Personal information
- Nationality: Filipino
- Born: 22 March 1978 (age 48)
- Height: 5 ft 2 in (157 cm)

Sport
- Sport: Taekwondo
- University team: DLSU Lady Archers
- Club: Las Piñas Taekwondo Gym

Medal record
Representing Philippines
Women's taekwondo
Asian Championships
| Bronze medal – third place | 1996 Melbourne | Finweight |
Southeast Asian Games
| Silver medal – second place | 1997 Jakarta | Finweight |
| Bronze medal – third place | 1999 Bandar Seri Begawan | Finweight |
| Silver medal – second place | 2001 Kuala Lumpur | Finweight |
| Bronze medal – third place | 2003 Hanoi | Finweight |

= Eva Marie Ditan =

Filipino taekwondo practitioner

Eva Marie Ditan (born 22 March 1978) is retired Filipino taekwondo athlete who represented the Philippines at the 2000 Summer Olympics in Sydney. She is also a three-time World Cup Taekwondo Championships medalist in 1998, 2001 and 2002.

Her first international stint began in 1996 where she won bronze medal at the Asian Taekwondo Championships in Melbourne, Australia. She then won another bronze at the World Taekwondo University in Russia that same year.

== Early life and education ==
Ditan comes from a family of taekwondo jins. Her sisters Katherin and Diana Lyn represented the Philippines in international competitions. Her uncle, Jimmy Martin, competed in the Asian championships. Her step-brother Arnold Baradi won a gold medal in the 1984 Asian Taekwondo Championships. She started learning taekwondo at the age of six. From grade school to college, she studied at De La Salle University and became a sports management major. In her time with DLSU, she won gold medals every season from 1996 to 1999, and also won the UAAP's MVP award and Female Athlete of the Year Award.

== Career ==
In 1996, Ditan won bronze medals at the 1996 Asian Taekwondo Championships and at that year's World University Taekwondo competition. At her first SEA Games in 1997, she won silver and later on won bronze in 1999. In 1998, she won the silver medal in the flyweight division at the World Cup Taekwondo in Sindelfingen, Germany.

In 1999, Ditan was able to qualify for the 2000 Summer Olympics through the Asian & Oceania Qualification Tournament held in Manila. She, her cousin Roberto Cruz, Donald Geisler, and Jasmin Strachan were the first four Filipino taekwondo jins to compete in the Olympics once taekwondo became an official sport. At the Olympics, she lost to Döndü Güvenç of Turkey in the first round 1–6.

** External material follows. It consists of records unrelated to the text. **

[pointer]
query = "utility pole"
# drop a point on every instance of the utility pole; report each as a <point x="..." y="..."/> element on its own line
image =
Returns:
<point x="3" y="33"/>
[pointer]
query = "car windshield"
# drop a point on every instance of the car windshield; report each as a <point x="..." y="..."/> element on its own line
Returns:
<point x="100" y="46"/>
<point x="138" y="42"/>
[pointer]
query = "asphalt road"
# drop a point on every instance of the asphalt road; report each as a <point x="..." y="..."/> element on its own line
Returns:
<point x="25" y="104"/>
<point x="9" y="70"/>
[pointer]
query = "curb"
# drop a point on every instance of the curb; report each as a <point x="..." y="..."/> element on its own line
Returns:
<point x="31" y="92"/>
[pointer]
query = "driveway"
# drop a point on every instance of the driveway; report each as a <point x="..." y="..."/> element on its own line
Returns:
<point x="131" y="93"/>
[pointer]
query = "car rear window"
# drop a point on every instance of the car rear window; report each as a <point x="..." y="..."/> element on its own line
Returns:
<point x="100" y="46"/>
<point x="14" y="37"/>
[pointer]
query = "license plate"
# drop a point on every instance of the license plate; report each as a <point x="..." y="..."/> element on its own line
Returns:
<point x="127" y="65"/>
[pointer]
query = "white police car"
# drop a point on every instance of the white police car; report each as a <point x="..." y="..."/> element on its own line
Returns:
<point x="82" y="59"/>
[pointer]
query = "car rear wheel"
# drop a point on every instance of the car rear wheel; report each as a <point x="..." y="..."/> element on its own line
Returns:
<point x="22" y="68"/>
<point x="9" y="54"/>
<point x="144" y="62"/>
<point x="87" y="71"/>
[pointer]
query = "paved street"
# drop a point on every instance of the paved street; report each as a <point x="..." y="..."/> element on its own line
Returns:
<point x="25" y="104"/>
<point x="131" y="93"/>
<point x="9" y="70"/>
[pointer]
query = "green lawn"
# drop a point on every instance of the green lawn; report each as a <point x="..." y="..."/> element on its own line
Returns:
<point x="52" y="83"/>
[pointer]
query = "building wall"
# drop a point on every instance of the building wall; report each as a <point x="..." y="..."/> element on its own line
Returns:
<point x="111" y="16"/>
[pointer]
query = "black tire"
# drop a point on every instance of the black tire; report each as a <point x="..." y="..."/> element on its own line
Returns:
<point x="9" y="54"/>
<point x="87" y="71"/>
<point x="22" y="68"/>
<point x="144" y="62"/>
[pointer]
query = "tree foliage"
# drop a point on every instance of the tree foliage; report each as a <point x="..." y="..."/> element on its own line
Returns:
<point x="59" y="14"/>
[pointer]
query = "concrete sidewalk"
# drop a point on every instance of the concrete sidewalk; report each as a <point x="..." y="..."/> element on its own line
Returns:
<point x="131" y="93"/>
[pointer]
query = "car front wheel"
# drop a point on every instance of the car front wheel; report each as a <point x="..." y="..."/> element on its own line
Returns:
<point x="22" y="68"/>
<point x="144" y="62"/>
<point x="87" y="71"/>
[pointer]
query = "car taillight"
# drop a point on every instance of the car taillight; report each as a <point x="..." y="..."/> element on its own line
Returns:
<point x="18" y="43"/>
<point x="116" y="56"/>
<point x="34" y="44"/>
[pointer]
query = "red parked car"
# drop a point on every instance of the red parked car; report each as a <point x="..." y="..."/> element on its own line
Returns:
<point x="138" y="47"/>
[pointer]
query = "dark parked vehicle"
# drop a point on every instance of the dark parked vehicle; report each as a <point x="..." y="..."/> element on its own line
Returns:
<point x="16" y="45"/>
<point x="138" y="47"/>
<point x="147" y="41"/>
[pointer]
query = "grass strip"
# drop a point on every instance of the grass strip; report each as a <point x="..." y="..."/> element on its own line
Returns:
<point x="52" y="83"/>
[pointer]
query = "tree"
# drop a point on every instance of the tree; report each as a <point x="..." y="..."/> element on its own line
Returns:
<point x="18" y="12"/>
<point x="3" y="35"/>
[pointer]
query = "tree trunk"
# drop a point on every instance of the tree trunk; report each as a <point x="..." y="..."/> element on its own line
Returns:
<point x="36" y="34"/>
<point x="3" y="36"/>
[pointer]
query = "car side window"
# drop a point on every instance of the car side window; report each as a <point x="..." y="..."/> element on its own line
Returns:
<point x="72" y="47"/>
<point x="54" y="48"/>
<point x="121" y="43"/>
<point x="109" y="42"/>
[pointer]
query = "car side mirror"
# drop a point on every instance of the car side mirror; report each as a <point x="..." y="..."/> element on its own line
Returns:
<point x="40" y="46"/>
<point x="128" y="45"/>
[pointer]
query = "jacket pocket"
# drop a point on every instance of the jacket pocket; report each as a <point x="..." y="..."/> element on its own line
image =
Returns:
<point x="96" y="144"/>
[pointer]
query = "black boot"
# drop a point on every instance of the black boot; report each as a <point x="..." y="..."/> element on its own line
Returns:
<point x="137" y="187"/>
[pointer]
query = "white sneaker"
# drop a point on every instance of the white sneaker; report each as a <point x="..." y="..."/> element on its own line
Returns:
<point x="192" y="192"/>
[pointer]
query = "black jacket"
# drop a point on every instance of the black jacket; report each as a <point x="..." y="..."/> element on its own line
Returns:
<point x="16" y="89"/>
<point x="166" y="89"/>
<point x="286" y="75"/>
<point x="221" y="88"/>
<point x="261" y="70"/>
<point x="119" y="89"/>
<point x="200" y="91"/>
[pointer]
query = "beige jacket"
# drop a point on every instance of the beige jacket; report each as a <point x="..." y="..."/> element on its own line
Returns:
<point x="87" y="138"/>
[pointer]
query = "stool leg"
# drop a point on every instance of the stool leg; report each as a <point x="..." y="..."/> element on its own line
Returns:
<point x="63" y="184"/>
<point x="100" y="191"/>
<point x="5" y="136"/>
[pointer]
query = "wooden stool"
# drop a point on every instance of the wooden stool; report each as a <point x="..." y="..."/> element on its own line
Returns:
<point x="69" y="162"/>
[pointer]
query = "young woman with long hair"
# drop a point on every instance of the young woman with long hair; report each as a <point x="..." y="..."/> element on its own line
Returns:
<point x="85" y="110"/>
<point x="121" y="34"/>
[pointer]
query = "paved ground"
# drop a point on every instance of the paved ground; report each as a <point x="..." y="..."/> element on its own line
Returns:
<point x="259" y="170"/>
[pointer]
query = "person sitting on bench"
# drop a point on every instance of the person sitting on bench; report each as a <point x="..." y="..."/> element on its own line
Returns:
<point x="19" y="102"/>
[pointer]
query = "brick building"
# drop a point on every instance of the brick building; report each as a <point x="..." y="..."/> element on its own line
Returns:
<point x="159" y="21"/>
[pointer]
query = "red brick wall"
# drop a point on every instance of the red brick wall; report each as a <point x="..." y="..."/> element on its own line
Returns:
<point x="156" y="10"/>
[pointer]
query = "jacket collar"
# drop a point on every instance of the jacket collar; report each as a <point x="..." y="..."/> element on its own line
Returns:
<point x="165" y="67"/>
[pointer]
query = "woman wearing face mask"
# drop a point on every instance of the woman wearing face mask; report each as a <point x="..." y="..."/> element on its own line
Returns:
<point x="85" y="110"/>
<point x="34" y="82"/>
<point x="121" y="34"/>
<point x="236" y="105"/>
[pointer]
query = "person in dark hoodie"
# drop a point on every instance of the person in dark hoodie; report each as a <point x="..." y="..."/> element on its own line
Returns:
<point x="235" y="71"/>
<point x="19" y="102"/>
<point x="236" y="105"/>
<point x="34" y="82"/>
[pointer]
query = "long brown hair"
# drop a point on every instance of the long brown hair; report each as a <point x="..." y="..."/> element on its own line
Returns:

A year later, Ditan won bronze at the World Cup Taekwondo in Ho Chi Minh, Vietnam. At the 2001 SEA Games, she won silver in the finweight division. She then reached the quarterfinals of the 2001 World Taekwondo Championships before losing a close match to Venezuelan jin Dalia Contreras. At the 2002 Asian Games, she competed in the 47 kg division, but lost in the second round of the competition to China's Wang Ying. In 2003, she took home the bronze during that year's SEA Games.

== Legacy ==
In 2017, Ditan was awarded by the De La Salle Alumni Association as a Sports Achievement Awardee for taekwondo.